Il faut également signaler que, si le djadidisme est culturellement proche de l’identité tatare, pour autant il ne s’est jamais opposé à l’autorité de l’état central ; ainsi, jusqu’à ce jour, la très grande majorité des revendications tatares sont sur des sujets culturels ou linguistiques, voire sur des idées d’agrandissement de l’autonomie (ne pas oublier que la Russie est un fédération de républiques…) mais ne s’expriment en aucun cas en terme d’indépendantisme …
Sur l’aspect plus social du djadidisme je vais citer Stéphane Dudoignon :
« Cependant le djadidisme a très vite dépassé l'espace des maktab et des madrasa dont il renouvelait la fonction, pour prendre une dimension culturelle et sociale plus vaste, touchant des domaines aussi divers que l'éducation des filles, l'émancipation de la femme, la publication de livres et de journaux, la création de bibliothèques, la promotion de formes nouvelles de la communication culturelle (comme le théâtre), la mise en place de nouveaux réseaux de sociabilité. »
Avec l’arrivée du régime soviétique le djadidisme a été le plus souvent perçu comme : « une forme dégradé du nationalisme bourgeois » et donc combattu à ce titre.
Aujourd’hui après la « perestroïka », il y a sans nul doute un phénomène de réislamisation de la partie est de la Russie, mais c’est une réislamisation très tranquille, avec un islam sunnite très modéré et le djadidisme continu à y être une référence.

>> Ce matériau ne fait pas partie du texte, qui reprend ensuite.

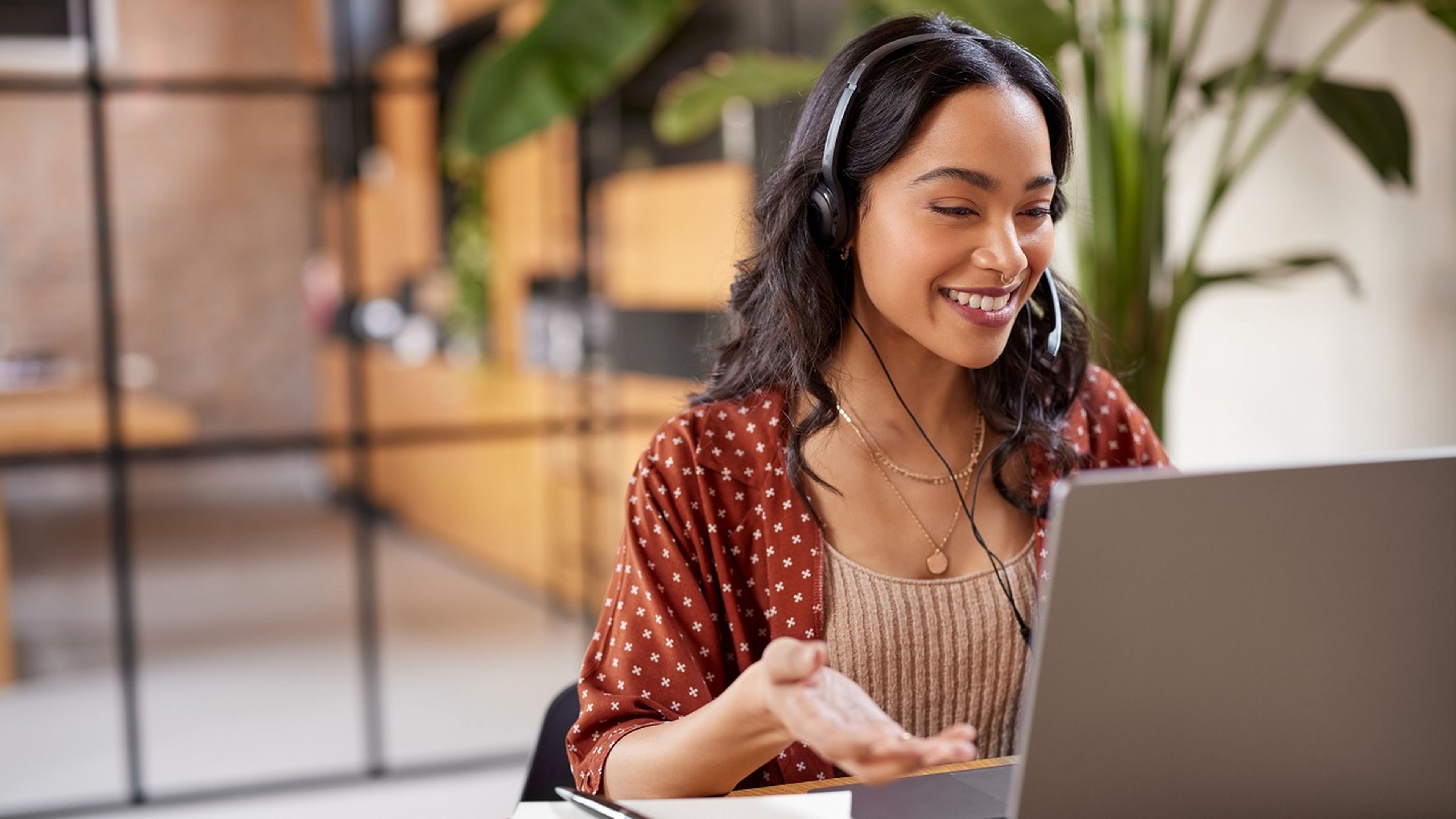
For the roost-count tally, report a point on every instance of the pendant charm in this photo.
(938, 563)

Je cite les résultats et commentaires d’un enquête publiée le CIRCEE (Centre Interdisciplinaire de Recherche sur la Culture des Echanges dans un article sur Kazan - http://www.circe.paris-sorbonne.fr/villes/kazan/Religion.htm) :
« Selon une enquête faite il y a quelques années auprès de 1.500 jeunes Tatars de moins de 30 ans, en ville et dans les campagnes du Tatarstan, 80 pour cent de ces jeunes déclarent qu'ils se considèrent comme "musulmans". Mais seulement 5 pour cent seulement affirment "connaître et respecter la religion". Et quand on demande aux 95 pour cent qui ne pratiquent pas pourquoi ils se déclarent musulmans, ils répondent "parce que c'est la religion de nos ancêtres". Avec la langue tatare, parlée aussi souvent dans la rue que le russe, l'islam est lié aux traditions locales et reste l'un des moyens d'affirmer sa différence par rapport à Moscou. "L'islam et notre nation tatare font partie d'une même identité ", explique l'imam Zoufar Galioulline.

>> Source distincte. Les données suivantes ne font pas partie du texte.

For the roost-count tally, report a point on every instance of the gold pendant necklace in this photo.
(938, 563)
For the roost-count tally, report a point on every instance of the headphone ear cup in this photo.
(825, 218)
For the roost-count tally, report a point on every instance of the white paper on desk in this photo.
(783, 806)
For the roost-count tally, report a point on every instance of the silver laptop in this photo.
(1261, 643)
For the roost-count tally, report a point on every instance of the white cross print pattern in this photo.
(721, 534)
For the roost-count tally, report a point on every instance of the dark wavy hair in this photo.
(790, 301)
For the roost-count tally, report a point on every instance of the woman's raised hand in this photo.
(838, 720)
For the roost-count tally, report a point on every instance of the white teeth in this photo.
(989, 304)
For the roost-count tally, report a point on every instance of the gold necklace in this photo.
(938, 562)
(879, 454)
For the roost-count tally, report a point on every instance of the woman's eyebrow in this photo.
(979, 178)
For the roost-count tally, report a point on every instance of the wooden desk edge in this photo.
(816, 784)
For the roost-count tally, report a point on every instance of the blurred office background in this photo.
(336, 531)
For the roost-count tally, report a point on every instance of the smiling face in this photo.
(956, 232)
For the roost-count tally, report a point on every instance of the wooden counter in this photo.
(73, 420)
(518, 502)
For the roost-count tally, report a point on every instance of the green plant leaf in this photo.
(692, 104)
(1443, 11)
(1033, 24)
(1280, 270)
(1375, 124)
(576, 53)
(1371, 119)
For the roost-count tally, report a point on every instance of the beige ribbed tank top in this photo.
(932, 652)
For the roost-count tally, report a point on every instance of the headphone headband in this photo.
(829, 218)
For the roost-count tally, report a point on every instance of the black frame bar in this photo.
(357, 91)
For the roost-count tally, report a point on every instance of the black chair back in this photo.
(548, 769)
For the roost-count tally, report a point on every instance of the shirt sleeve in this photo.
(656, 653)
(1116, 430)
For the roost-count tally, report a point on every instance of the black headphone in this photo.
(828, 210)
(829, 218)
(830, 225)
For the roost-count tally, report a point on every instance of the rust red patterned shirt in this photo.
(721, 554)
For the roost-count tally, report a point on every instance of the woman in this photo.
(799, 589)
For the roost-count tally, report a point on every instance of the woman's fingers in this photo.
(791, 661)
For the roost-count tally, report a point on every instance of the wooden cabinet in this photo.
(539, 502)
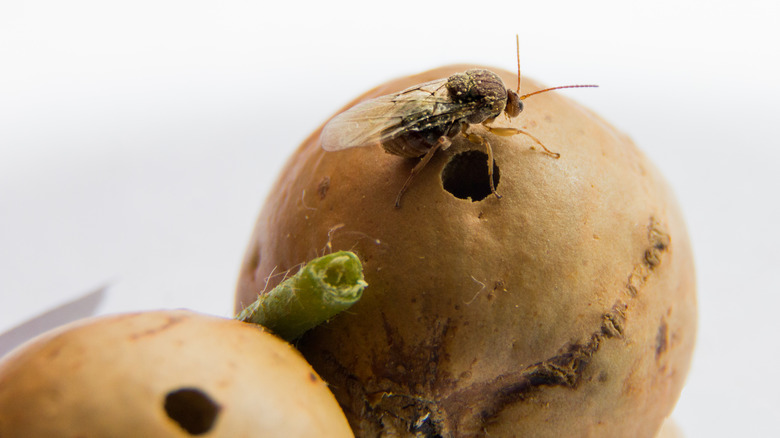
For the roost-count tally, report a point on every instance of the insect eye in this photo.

Pour la moitié russe de la population, cette renaissance ne semble pas poser de problème. Officiellement, Kazan ne compte pas d'extrémistes musulmans. Cependant, la renaissance de l'Islam au Tatarstan, au coeur de la Russie, a été jugée suffisamment importante pour susciter l'attention des autorités qui ont multiplié les initiatives pour l'encadrer et la contrôler. Le président Chamiyev a mis en place un "Conseil des affaires religieuses" dirigé par Rinat Nabiev, un historien, et directement rattaché au conseil des ministres du Tatarstan, et un "Conseil des affaires religieuses musulmanes" dirigé par le mufti Gousman Ishakov, élu par le congrès des musulmans du Tatarstan. »
Pour que ce résumé sur le djadidisme, soit un peu complet, il est important de parler de Ismail Gasprinskij, l’un des plus importants djadid, qui a influencé non seulement la Crimée, sa terre de naissance, et le Tatarstan, mais aussi la Turquie.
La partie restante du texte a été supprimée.